Possible Penalties for Tampa Property Crimes
Since property crimes range in severity and damage, you could face a number of punishments based on the charges you face:
- Second-degree misdemeanors are punishable by up to 60 days in jail and a maximum fine of $500.
- First-degree misdemeanors are punishable by up to a year in jail and a maximum fine of $1,000.
- A third-degree felony is punishable by up to five years in prison and a maximum fine of $5,000.
- A second-degree felony is punishable by up to 15 years in prison and a maximum fine of $10,000.
- A first-degree felony is punishable by up to 30 years in prison and a maximum fine of $10,000.
Many property crimes can be charged at multiple levels depending on the facts of the case. For example, you could face more severe charges if the alleged offense caused thousands of dollars’ worth of damage or took place at a protected institution such as a church or memorial.
In addition to the criminal penalties that could accompany a property offense conviction, you could face other collateral consequences, including:
- Restitution to the property owner
- A permanent criminal record
- Difficulty finding and maintaining employment and housing
- Additional punishments at school
- A negative effect on your reputation
While the potential consequences might seem overwhelming, know you have several options to fight the charges against you.
Defending Against Property Crime Allegations in Tampa
Whether you’re facing a misdemeanor or felony charge, an aggressive Tampa property crimes attorney can make the difference between you being convicted and keeping your freedom. An attorney can fight for your charges to be reduced or dismissed altogether.
Property crimes are often lower-level charges and misdemeanors. Your attorney can advocate for you to face alternative punishments, such as probation or community service rather than jail time. But a more aggressive defense strategy may be warranted for more serious charges. Potential defense strategies might include the following:
- Challenging the constitutionality of your arrest.

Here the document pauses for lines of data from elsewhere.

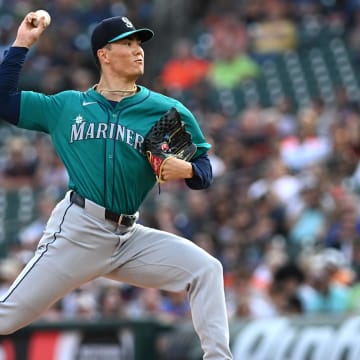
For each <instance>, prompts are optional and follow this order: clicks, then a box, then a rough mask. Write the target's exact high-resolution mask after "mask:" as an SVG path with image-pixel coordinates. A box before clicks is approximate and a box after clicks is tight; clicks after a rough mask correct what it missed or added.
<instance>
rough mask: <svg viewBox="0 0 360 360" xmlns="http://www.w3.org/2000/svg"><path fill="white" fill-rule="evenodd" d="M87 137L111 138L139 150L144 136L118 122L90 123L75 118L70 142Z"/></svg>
mask: <svg viewBox="0 0 360 360" xmlns="http://www.w3.org/2000/svg"><path fill="white" fill-rule="evenodd" d="M78 118H79V116H77V119H78ZM89 139H113V140H119V141H122V142H125V143H126V144H128V145H130V146H132V147H133V148H135V149H137V150H139V151H141V149H142V143H143V142H144V137H143V136H142V135H140V134H138V133H136V132H135V131H134V130H131V129H128V128H126V127H125V126H123V125H120V124H114V123H111V124H107V123H92V122H86V121H78V120H76V122H75V124H73V125H72V126H71V135H70V143H73V142H74V141H82V140H89Z"/></svg>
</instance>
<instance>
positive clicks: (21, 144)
mask: <svg viewBox="0 0 360 360" xmlns="http://www.w3.org/2000/svg"><path fill="white" fill-rule="evenodd" d="M6 150H7V156H6V158H5V163H4V166H3V168H2V170H1V173H0V185H1V186H2V187H3V188H6V189H18V188H20V187H23V186H30V187H32V186H35V185H36V170H37V167H38V159H37V154H36V153H35V152H33V151H32V150H33V149H32V147H31V146H30V144H29V143H28V141H27V140H26V139H25V138H24V137H20V136H17V137H12V138H10V139H8V143H7V144H6Z"/></svg>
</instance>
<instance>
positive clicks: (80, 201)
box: [70, 191, 136, 227]
mask: <svg viewBox="0 0 360 360" xmlns="http://www.w3.org/2000/svg"><path fill="white" fill-rule="evenodd" d="M70 201H71V202H72V203H74V204H76V205H78V206H80V207H81V208H83V209H84V208H85V201H86V199H85V198H84V197H82V196H81V195H79V194H77V193H76V192H75V191H72V192H71V194H70ZM105 219H107V220H111V221H114V222H116V223H118V224H119V225H124V226H127V227H130V226H132V225H134V223H135V221H136V216H135V215H125V214H116V213H114V212H113V211H111V210H109V209H105Z"/></svg>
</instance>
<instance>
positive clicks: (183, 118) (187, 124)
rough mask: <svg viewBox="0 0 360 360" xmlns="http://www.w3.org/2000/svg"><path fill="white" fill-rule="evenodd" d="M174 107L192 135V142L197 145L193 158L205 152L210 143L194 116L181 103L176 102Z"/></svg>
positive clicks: (184, 106)
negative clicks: (200, 127) (203, 133)
mask: <svg viewBox="0 0 360 360" xmlns="http://www.w3.org/2000/svg"><path fill="white" fill-rule="evenodd" d="M175 107H176V109H177V110H178V112H179V113H180V115H181V119H182V120H183V121H184V123H185V128H186V130H187V131H189V132H190V133H191V135H192V142H193V143H194V144H195V145H196V146H197V151H196V154H195V155H194V158H197V157H199V156H201V155H203V154H205V153H206V152H207V151H208V150H209V149H210V148H211V145H210V144H209V143H208V142H207V141H206V139H205V136H204V134H203V133H202V130H201V129H200V125H199V123H198V121H197V120H196V118H195V116H194V115H193V114H192V112H191V111H190V110H189V109H188V108H186V107H185V106H184V105H182V104H181V103H177V104H176V105H175Z"/></svg>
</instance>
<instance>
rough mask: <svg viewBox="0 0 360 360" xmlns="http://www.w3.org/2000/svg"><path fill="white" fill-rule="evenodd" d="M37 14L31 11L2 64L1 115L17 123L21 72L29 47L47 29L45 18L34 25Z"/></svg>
mask: <svg viewBox="0 0 360 360" xmlns="http://www.w3.org/2000/svg"><path fill="white" fill-rule="evenodd" d="M35 18H36V14H35V13H33V12H31V13H29V14H28V15H26V16H25V18H24V20H23V21H22V23H21V24H20V26H19V28H18V32H17V36H16V39H15V41H14V43H13V45H12V47H11V48H10V49H9V51H8V52H7V53H6V54H5V57H4V60H3V61H2V63H1V64H0V117H1V118H2V119H3V120H6V121H8V122H11V123H13V124H15V125H16V124H17V123H18V121H19V113H20V98H21V93H20V92H19V91H18V83H19V77H20V72H21V69H22V66H23V64H24V61H25V57H26V54H27V52H28V50H29V48H30V47H31V46H32V45H33V44H34V43H35V42H36V41H37V40H38V38H39V37H40V35H41V34H42V32H43V31H44V29H45V24H44V19H40V24H39V26H37V27H34V25H33V23H32V22H33V20H34V19H35Z"/></svg>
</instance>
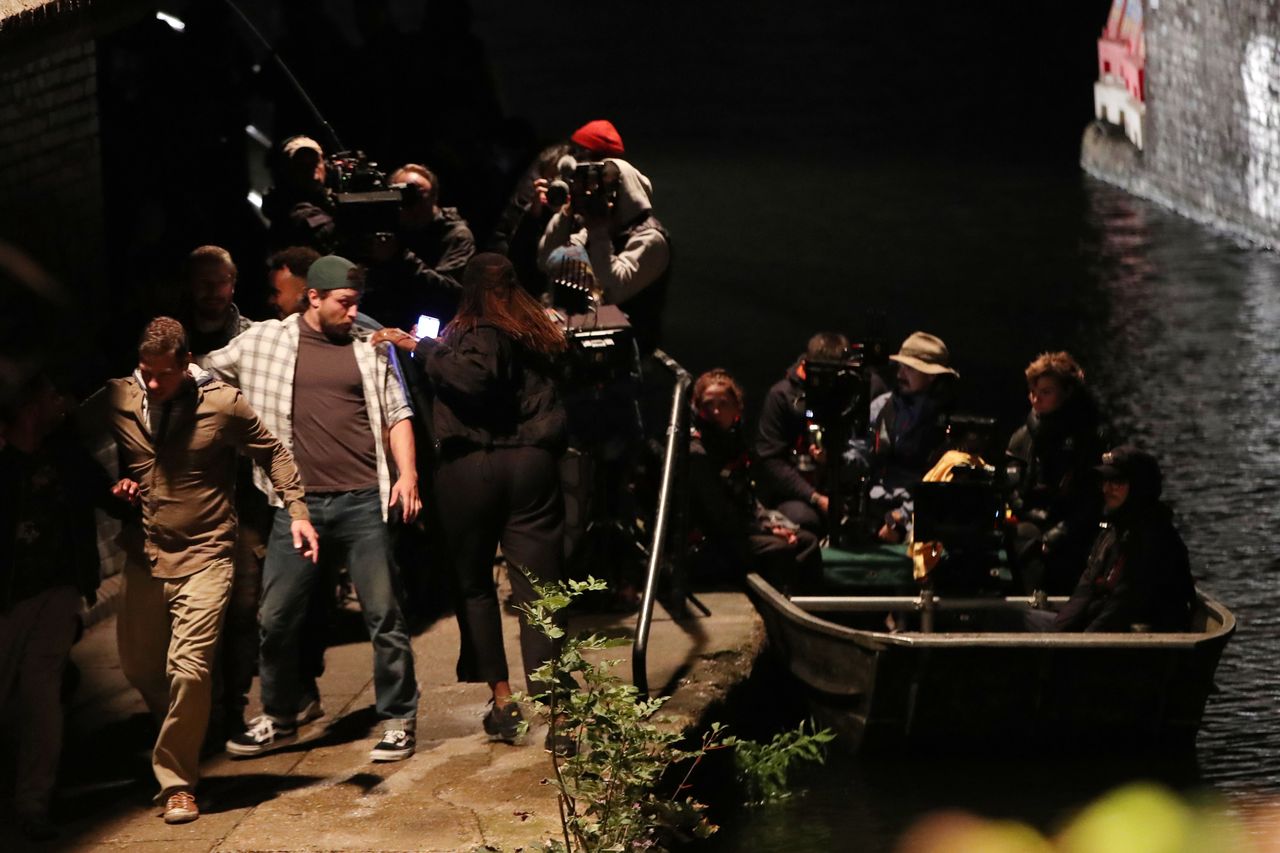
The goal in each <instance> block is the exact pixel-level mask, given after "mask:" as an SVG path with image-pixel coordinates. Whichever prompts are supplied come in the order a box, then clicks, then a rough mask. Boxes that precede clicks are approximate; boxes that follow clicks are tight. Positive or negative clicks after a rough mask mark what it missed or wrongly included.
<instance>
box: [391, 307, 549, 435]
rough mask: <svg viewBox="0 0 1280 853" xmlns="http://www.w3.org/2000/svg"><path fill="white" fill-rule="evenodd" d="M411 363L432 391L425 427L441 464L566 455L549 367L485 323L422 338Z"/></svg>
mask: <svg viewBox="0 0 1280 853" xmlns="http://www.w3.org/2000/svg"><path fill="white" fill-rule="evenodd" d="M415 356H416V357H417V360H419V361H420V362H421V365H422V370H424V371H425V373H426V377H428V379H429V380H430V383H431V387H433V389H434V391H435V398H434V403H433V406H431V424H433V434H434V437H435V447H436V450H438V451H439V453H440V455H442V457H445V459H447V457H449V456H451V455H460V453H465V452H468V451H471V450H476V448H484V450H488V448H493V447H543V448H547V450H550V451H553V452H559V451H562V450H563V448H564V446H566V442H567V420H566V415H564V405H563V403H562V402H561V398H559V393H558V392H557V388H556V383H554V380H553V375H554V373H553V366H552V364H550V361H549V360H548V359H545V357H543V356H540V355H538V353H535V352H530V351H529V350H526V348H525V347H522V346H521V345H518V343H516V342H513V341H512V339H511V338H509V337H507V336H506V334H504V333H503V332H502V330H499V329H498V328H495V327H493V325H490V324H488V323H484V321H481V323H480V324H477V325H476V328H475V329H472V330H463V332H452V333H449V334H448V336H447V338H445V339H440V341H436V339H431V338H422V339H421V341H420V342H419V345H417V351H416V352H415Z"/></svg>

- Challenging evidence as a result of an unlawful search or seizure.
- Establishing that the prosecution lacks sufficient evidence to convict you.
- Proving you had consent from the property owner.
- Arguing that you lacked intent to commit the crime.
- Showing you were falsely accused or that there has been a mistake in identity.
Most property crime charges require the prosecution to prove that you entered the property knowingly without permission and intended to commit wrongdoing. If your attorney can show weaknesses in the evidence against you, the prosecution may not have a strong enough case to convict.